Scrapy 永不停止的爬虫
Posted June 1, 2021 by clannadzsy ‐ 2 min read
在 Scrapy.Spider
中的使用
from scrapy import Request, Spider, signals
from scrapy.exceptions import DontCloseSpider
class TestSpider(Spider):
name = 'test'
start_urls = [
'https://www.baidu.com'
]
def parse(self, response, **kwargs):
self.logger.info('crawled: %s', response.url)
def next_request(self):
req = Request(
self.start_urls[0],
callback=self.parse,
dont_filter=True,
)
self.crawler.engine.crawl(req, spider=self)
def spider_idle(self):
self.next_request()
self.logger.info('spider idled.')
raise DontCloseSpider
@classmethod
def from_crawler(cls, crawler, *args, **kwargs):
spider = super(TestSpider, cls).from_crawler(crawler, *args, **kwargs)

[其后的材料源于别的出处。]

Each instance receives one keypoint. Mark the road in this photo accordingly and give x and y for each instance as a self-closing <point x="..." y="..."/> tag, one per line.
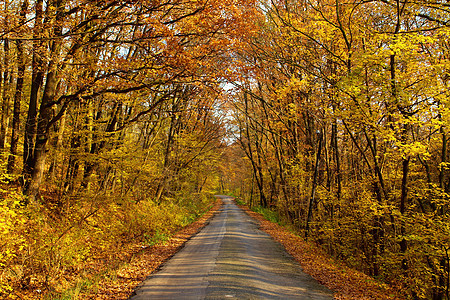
<point x="231" y="258"/>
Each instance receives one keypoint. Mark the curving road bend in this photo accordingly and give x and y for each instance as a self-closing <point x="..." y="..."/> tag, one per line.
<point x="231" y="258"/>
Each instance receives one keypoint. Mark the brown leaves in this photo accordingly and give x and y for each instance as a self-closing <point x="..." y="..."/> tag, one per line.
<point x="141" y="262"/>
<point x="345" y="282"/>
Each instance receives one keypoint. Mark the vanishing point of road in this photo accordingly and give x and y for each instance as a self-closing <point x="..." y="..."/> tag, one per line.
<point x="231" y="258"/>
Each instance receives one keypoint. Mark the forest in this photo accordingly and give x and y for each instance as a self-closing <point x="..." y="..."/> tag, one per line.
<point x="119" y="119"/>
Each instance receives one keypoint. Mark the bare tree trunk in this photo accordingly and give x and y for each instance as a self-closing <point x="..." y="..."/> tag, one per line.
<point x="36" y="83"/>
<point x="7" y="81"/>
<point x="313" y="189"/>
<point x="45" y="115"/>
<point x="17" y="96"/>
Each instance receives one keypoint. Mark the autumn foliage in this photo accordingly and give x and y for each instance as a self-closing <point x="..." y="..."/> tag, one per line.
<point x="118" y="118"/>
<point x="342" y="118"/>
<point x="110" y="130"/>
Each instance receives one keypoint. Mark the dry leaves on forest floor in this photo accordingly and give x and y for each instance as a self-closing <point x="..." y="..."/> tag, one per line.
<point x="346" y="283"/>
<point x="146" y="261"/>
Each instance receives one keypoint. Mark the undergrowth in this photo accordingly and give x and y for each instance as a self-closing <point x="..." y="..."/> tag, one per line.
<point x="57" y="249"/>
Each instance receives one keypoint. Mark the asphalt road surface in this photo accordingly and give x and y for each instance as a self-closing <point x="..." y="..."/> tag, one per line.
<point x="231" y="258"/>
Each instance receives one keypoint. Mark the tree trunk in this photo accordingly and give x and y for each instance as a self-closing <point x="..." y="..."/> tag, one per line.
<point x="313" y="189"/>
<point x="36" y="83"/>
<point x="45" y="116"/>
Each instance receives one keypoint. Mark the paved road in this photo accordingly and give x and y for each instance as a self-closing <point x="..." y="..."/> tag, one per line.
<point x="231" y="258"/>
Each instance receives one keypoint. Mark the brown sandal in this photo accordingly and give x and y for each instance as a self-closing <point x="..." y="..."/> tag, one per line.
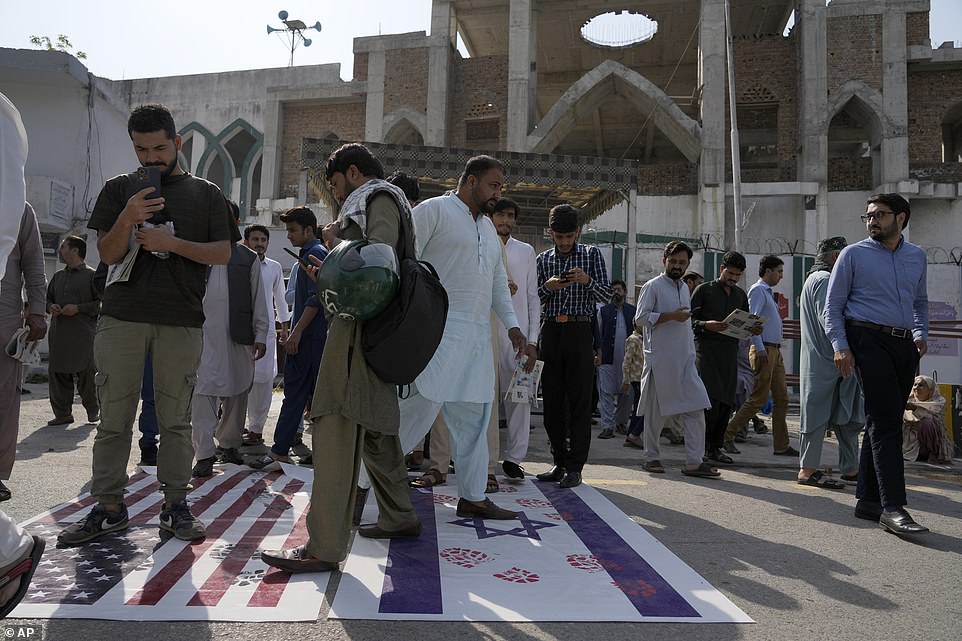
<point x="428" y="479"/>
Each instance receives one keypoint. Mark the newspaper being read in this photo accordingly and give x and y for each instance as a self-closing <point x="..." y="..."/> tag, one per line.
<point x="741" y="324"/>
<point x="524" y="385"/>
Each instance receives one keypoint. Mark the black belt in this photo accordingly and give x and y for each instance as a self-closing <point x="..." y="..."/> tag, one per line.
<point x="897" y="332"/>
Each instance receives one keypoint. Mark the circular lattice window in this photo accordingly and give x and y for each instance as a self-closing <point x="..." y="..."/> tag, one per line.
<point x="619" y="29"/>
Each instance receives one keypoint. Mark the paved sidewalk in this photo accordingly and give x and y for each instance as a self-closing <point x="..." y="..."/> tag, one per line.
<point x="793" y="557"/>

crawler.signals.connect(spider.spider_idle, signal=signals.spider_idle)
return spider
输出日志
[scrapy.core.engine] INFO: Spider opened
[scrapy.extensions.logstats] INFO: Crawled 0 pages (at 0 pages/min), scraped 0 items (at 0 items/min)
[scrapy.core.engine] DEBUG: Crawled (200) <GET https://www.baidu.com> (referer: None)

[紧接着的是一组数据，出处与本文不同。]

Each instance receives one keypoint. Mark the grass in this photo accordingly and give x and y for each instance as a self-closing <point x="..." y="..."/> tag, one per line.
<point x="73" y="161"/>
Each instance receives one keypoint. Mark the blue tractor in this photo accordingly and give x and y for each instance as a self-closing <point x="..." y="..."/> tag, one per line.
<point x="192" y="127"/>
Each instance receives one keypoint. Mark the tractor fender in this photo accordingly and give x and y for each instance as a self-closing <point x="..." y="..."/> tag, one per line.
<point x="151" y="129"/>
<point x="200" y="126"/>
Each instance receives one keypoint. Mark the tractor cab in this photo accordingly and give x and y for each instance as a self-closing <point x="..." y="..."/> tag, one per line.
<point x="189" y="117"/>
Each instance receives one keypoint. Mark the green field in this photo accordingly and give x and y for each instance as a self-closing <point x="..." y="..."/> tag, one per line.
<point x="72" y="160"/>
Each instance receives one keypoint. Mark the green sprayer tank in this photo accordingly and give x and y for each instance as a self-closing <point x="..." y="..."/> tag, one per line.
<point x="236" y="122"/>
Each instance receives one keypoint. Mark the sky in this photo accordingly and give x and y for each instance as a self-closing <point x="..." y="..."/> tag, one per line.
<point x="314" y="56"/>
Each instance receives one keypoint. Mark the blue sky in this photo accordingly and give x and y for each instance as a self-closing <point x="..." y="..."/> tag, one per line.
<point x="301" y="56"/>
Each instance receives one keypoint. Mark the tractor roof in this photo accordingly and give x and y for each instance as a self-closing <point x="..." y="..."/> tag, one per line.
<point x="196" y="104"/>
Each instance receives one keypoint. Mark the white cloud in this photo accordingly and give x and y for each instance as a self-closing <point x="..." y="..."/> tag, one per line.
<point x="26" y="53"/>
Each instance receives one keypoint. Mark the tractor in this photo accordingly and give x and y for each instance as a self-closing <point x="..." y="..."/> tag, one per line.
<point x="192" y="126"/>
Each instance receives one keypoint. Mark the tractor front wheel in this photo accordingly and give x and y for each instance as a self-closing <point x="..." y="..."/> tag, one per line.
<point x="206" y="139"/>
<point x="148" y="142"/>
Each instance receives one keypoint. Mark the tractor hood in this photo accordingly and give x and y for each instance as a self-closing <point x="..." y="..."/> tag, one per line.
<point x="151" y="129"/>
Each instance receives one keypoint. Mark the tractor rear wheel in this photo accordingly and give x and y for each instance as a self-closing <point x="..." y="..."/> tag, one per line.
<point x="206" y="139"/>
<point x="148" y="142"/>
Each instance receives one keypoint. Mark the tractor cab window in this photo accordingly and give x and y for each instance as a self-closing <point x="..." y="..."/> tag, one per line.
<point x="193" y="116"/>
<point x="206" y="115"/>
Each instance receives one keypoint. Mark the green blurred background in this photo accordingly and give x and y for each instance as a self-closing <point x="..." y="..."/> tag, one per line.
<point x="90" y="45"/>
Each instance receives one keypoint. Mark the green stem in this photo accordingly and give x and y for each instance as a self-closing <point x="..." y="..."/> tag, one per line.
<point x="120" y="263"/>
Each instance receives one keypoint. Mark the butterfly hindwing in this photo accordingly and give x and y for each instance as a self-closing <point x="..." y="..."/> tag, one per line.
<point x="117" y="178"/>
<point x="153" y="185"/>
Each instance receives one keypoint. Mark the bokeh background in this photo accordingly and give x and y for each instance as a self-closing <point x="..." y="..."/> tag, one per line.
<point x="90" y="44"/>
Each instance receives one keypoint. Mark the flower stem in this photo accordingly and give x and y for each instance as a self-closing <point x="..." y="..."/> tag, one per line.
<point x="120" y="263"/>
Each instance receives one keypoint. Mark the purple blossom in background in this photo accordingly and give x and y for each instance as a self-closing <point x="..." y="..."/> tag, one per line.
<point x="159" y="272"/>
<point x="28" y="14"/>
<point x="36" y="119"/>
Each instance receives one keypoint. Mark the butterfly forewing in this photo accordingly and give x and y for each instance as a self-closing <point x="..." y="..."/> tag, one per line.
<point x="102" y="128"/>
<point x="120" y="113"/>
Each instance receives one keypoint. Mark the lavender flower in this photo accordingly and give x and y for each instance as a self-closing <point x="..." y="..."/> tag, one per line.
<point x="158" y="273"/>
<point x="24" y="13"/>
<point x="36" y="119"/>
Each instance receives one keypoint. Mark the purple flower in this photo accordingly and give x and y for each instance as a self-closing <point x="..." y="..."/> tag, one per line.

[test] INFO: crawled: https://www.baidu.com
[test] INFO: spider idled.
[scrapy.core.engine] DEBUG: Crawled (200) <GET https://www.baidu.com> (referer: None)
[test] INFO: crawled: https://www.baidu.com
[test] INFO: spider idled.
[scrapy.core.engine] DEBUG: Crawled (200) <GET https://www.baidu.com> (referer: None)
[test] INFO: crawled: https://www.baidu.com
[test] INFO: spider idled.
[scrapy.core.engine] DEBUG: Crawled (200) <GET https://www.baidu.com> (referer: None)
[test] INFO: crawled: https://www.baidu.com
[test] INFO: spider idled.
在 RedisSpider
中使用
import time
import scrapy
from amz_spider.db_conf import REDIS_URL
from scrapy_redis.spiders import RedisSpider
from scrapy.exceptions import DontCloseSpider, CloseSpider
class TestSpider(RedisSpider):
name = 'test'
redis_key = f'{name}:start_urls'
start_urls = [
'https://www.baidu.com'
]
custom_settings = {
'SCHEDULER': 'scrapy_redis.scheduler.Scheduler',
'DUPEFILTER_CLASS': 'scrapy_redis.dupefilter.RFPDupeFilter',
'SCHEDULER_PERSIST': False,
# redis 连接
'REDIS_URL': REDIS_URL
}
wait_count = 0
def parse(self, response, **kwargs):
self.logger.info('crawled: %s', response.url)
def make_requests_from_url(self, d):
return scrapy.Request(self.start_urls[0], callback=self.parse)
def spider_idle(self):
if self.server.exists(self.redis_key):
# 重置次数
self.wait_count = 0
self.schedule_next_requests()
raise DontCloseSpider
else:
# 队列为空, 等待一小时, 每分钟检测一次, 是否有新的任务添加, 如果没有才退出
if self.wait_count < 60:
time.sleep(60)
self.wait_count += 1
raise DontCloseSpider
raise CloseSpider